Sunday, January 16, 2011

Schumann: Manfred Overture, Op. 115

here is the overture from schumann's incidental music to manfred, written in 1849, today one of schumann's most performed works.
byron wrote his poem/drama manfred in 1816-1817, and it subsequently received tons of translations and ended up rather popular in germany (and elsewhere). it's the story of a guy named manfred who is guilty for an undisclosed reason regarding the death of his wife astarte. he summons spirits to try to forget, but they can't help him, so he goes on his merry way flaunting a lot of religious authority, ultimately killing himself and in so doing refusing to submit to the higher powers.

schumann began writing a libretto for an incidental music suite in july 1848, began writing actual music in october, and had finished the overture by the end of the month. the overture was premiered before the rest of the music and generally got better response (then as now).
juuuust to give you an idea of what both the poem and the music were generally like, goethe defended his distaste of the writing by saying that the "gloomy intensity of a boundless, profound despair" was tiresome. the mildly hypochondriac mood of the whole piece was considered overwrought and outdated.
three strong recordings.
this piece has had a lot of musicological analyses done on it which try to tie it to robert schumann's mental/creative decline. for example: the tempo is marked "rasch" (rushed), and this can be seen programmatically - the insistent and pervasive syncopation from the very beginning (you might not know it from listening, but the three initial chords are syncopated) destabilize it. this of course can be related to the plot of the piece - those opening chords are representative of manfred's crime, his spiritual struggle, or his guilt - but historians have pointed to the prevalence of aggressive syncopation, triplets, and three against two as indicators of schumann's tumultuous mental state. at any rate, this isn't a concert overture like the hebrides, but more of a character piece for what's to come, so i think it's alright to take a more programmatic view.

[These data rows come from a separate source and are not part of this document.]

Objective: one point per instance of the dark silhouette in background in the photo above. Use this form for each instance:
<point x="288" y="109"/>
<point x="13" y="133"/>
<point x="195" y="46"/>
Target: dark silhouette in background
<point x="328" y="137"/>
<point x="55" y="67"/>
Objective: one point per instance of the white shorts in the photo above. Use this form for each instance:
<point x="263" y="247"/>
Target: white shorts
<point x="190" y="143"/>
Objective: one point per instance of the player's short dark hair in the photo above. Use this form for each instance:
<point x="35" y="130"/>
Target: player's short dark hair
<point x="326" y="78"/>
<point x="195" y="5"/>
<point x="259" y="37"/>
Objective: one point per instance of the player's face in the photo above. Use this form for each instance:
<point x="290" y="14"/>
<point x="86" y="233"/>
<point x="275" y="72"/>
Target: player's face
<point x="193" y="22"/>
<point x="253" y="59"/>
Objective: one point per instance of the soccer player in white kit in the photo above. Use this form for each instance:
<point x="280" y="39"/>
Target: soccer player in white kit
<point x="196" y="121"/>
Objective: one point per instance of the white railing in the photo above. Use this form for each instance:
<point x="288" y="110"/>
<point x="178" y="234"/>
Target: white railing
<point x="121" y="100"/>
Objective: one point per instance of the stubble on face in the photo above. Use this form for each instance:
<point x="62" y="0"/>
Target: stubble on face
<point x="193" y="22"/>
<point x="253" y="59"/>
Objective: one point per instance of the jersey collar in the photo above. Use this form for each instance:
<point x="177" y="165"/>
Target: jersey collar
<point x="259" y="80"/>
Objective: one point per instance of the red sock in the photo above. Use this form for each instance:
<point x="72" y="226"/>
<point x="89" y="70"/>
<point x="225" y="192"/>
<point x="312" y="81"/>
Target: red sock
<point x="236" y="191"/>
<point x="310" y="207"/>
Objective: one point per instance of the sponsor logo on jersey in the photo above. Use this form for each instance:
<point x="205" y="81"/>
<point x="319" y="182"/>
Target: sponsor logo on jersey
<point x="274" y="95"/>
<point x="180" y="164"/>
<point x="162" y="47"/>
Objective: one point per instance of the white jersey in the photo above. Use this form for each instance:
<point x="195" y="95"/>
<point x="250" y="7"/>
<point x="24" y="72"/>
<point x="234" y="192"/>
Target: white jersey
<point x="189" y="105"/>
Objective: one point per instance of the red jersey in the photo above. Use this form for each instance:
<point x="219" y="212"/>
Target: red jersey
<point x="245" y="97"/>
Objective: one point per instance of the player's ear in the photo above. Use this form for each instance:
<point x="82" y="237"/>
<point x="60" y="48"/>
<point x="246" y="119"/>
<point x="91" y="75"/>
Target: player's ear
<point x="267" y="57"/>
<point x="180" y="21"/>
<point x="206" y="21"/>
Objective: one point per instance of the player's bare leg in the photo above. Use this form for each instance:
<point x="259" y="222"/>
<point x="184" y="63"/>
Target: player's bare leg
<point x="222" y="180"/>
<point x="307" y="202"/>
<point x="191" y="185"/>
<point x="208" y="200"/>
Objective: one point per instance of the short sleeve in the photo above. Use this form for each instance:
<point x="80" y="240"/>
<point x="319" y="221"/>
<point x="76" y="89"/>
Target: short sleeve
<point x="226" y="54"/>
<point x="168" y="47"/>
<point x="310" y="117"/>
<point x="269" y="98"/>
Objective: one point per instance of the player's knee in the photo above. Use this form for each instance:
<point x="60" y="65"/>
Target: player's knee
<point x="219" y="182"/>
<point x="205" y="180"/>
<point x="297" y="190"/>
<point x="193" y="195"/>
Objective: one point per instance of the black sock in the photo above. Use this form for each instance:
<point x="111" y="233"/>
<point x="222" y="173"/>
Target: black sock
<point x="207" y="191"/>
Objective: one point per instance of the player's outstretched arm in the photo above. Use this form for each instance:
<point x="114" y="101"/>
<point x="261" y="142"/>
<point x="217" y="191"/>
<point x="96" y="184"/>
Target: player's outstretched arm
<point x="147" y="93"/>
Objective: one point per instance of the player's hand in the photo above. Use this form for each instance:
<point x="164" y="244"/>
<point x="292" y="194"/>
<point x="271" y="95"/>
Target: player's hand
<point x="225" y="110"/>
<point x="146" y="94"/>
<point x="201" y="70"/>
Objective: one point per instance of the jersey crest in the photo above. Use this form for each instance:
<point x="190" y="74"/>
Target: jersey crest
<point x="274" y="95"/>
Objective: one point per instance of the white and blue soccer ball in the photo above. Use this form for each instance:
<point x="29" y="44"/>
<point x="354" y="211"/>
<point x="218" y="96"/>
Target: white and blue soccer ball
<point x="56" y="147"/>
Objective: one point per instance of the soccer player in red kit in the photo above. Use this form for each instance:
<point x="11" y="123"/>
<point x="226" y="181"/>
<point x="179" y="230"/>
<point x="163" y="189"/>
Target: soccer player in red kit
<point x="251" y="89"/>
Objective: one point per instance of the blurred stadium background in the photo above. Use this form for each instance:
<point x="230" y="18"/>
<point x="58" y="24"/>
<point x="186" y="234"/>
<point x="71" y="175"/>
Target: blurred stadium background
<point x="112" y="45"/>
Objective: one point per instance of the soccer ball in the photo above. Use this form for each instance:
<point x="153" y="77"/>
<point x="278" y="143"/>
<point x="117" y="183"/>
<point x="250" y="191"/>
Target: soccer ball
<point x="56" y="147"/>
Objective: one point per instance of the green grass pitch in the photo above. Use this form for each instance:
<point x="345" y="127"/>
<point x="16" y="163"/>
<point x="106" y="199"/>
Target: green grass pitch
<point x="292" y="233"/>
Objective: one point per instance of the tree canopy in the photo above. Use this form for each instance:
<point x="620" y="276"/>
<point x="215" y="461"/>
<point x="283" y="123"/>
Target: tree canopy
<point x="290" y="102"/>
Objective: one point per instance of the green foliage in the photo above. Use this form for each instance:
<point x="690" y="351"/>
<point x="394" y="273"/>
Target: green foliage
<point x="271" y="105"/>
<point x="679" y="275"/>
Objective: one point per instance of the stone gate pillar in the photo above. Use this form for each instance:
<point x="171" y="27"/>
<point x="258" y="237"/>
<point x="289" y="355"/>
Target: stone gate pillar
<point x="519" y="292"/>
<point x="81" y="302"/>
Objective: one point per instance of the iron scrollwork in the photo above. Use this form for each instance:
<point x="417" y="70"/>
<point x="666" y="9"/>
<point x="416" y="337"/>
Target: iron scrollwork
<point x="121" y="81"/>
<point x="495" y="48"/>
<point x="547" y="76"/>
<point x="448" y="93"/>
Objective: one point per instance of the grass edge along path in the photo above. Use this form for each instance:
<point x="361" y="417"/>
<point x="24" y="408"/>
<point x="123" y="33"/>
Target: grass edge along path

the overture begins with a slow introduction, then speeds up to a sonata-form allegro. in nature it's been compared with some wagner, berlioz, and liszt (and i happen to think the motif at 4:00 sounds really wagnerian), but thematically it has been called the older relative of lots of brahms (check out the syncopation around 3:20).
three wind/brass chords propel the piece into a development at 4:26. there is a recap that is more or less normal, but then the ending is subdued, and doesn't provide a conclusion but leads elsewhere. if you take it as a part of the whole, then maybe it leads to manfred sitting in his study, the opening of the play. but if you take it as a sort of microcosm of the entire work/story, it's a darker-toned implication about the ending of the actual story (the actual incidental music ends in e major requiem, implying a redeemed manfred - this overture, if you read it this way, doesn't whitewash his death).

there's a little cell of material which comes around every once in a while, starting with D-C#-G# (falling, quarter notes) around 2:39. clara schumann called this "astarte's theme," noting how it resurfaces every once in a while as a sort of second theme, then is quickly lost, dissipating almost immediately. you might see this as part of the story itself, and manfred's quest after her, in his guilt.

ok, dark work today. stay tuned for something happier tomorrow!

1 comment:

  1. Thematic elements from it also used in Mahler 6 - consciously or not?

    Not a concert overture exactly, even if Schumann did have good models in Berlioz, whom he admired. First item in a corpus of incidental music for an (unproduceable) play, to be more accurate. The meaning of music is NOT its use.